Timing is everything -- Our visit to Seward on the day the cruise ship folks were there...getting sick
After set-netting in Soldotna, the weary troop of travelers (my husband, my daughter, her two cousins and me) drove to Seward so that Josh could fix a network problem for one of his tourism clients. On the way, we stopped (briefly) in Moose Pass to witness their "Solstice Festival".
I guess it had been pouring in Moose Pass until around noon that day and you could tell by the puddles on the ground. You could also tell that these folks were used to serious festival weather because all of their booths had solid plastic sides--well prepared for the sideways rain common in Alaska sea towns.
OK...the real reason we stopped is that the kids had to use the bathroom, but it was a good excuse for me to snap pictures of the tiny but mighty festival. It was also a good excuse for Josh to crawl into the passenger seat and fall asleep while I was walking around so that I had to drive when I got back.

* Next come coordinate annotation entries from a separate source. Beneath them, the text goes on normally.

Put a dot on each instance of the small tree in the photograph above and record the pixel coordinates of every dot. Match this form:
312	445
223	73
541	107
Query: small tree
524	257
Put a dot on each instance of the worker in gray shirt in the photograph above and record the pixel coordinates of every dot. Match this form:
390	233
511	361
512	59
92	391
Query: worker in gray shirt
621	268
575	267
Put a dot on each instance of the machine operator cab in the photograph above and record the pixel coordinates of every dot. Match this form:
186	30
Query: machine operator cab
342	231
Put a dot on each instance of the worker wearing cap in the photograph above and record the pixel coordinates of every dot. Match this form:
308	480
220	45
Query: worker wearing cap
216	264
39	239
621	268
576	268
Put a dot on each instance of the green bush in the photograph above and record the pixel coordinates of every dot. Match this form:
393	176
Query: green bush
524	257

We arrived in Seward and thought it would take 20 minutes to an hour fo fix. After almost 4 hours they couldn't get it to work so they gave up.
So, that gave us four hours to kill in Seward.
We walked around the harbor a great deal and looked at (drooled over) the boats.
Not too long after we got there, the folks from the Holland America ship Veendam were bussed in as well to spend their time in Seward. They fanned out to sign up at the various sight-seeing companies and/or fishing charters or headed to one of the many small eating establishments. I snapped some shots of them with my next "evil cruise ship" post in mind for the blog.
I had no idea I'd be using them this soon.
Per the Anchorage Daily News:
A suspected norovirus outbreak on a Holland America cruise ship left 112 passengers ill in Seward, according to the state Division of Public Health.The outbreak affected about 8 1/2 percent of the 1,313 passengers on board, with another 12 of the 556 crew members reporting the illness, said epidemiologist Beth Funk.
Can I briefly mention the irony of an epidemiologist named "Funk?"
The rumors of an outbreak followed the Veendam from port-to-port and prompted media inquiries through the week, but it wasn't until Monday that the Centers for Disease Control and Prevention got the report, which is required to be filed when more than 3 percent of the passengers become ill, she said.
Passengers initially began getting sick in Haines, when about 20 people reported the illness, she said. The vessel also ported in Juneau and Sitka before moving on the Seward.
Funk said she didn't think the virus had yet been tested to confirm it was norovirus, but she suspected it was based upon the symptoms.
Norovirus is a gastrointestinal ailment that usually causes vomiting and diarrhea, and lasts between 24 and 48 hours. It's highly contagious, making a closed environment like a cruise ship a prime setting for an outbreak.
My husband woke up not feeling well today and flopped into bed when he got home from work. He was the one in the tourism office at the same time all of the cruise ship folks were there. Oh please, please, please don't let him have this virus.